The combination of the results give you a risk figure. This figure is also accurate. If the risk figure for DS is 1/250 it is saying that of 250 women who have those results, one woman will have be carrying a child with DS.

It is how we understand and interpret the results that leads people to say the screen is inaccurate. Some people will see 1/250 as extremely high, whereas others will see it as a low risk.

Before having the 1st trimester screen, the doctor should explain how the results work, and that the results are not definitive, just that they can tell you if you have a higher chance of carrying a child with a chromosomal variation. It should also be discussed what you think you might do / feel if the results came back as high risk, and the implications and risks associated with further testing.

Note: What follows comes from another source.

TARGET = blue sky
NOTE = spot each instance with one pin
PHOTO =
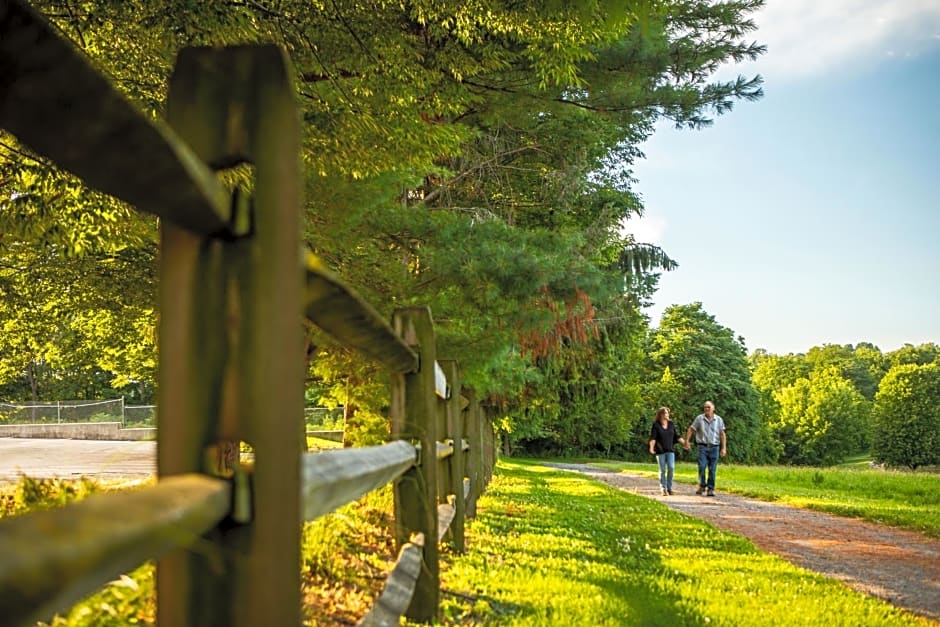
(812, 216)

The first trimester screen has come to be seen as routine, something that everyone should have. Everyone wants to see a low risk come back, but it is also important to think about what you might do if the results are not what you thought they might be.

The stated risk of miscarriage following CVS is 1/100, and in amnio is 1/200. It's a lot of maths and figures, but something that must also be considered when deciding whether you would have follow up testing.

Officially, they are not supposed to release the results of the blood test and NT scan separately because it can cause unneccessary stress. The risk figure is a combination of maternal age, NT measurement and the blood tests. Having all results together give you the most accurate information.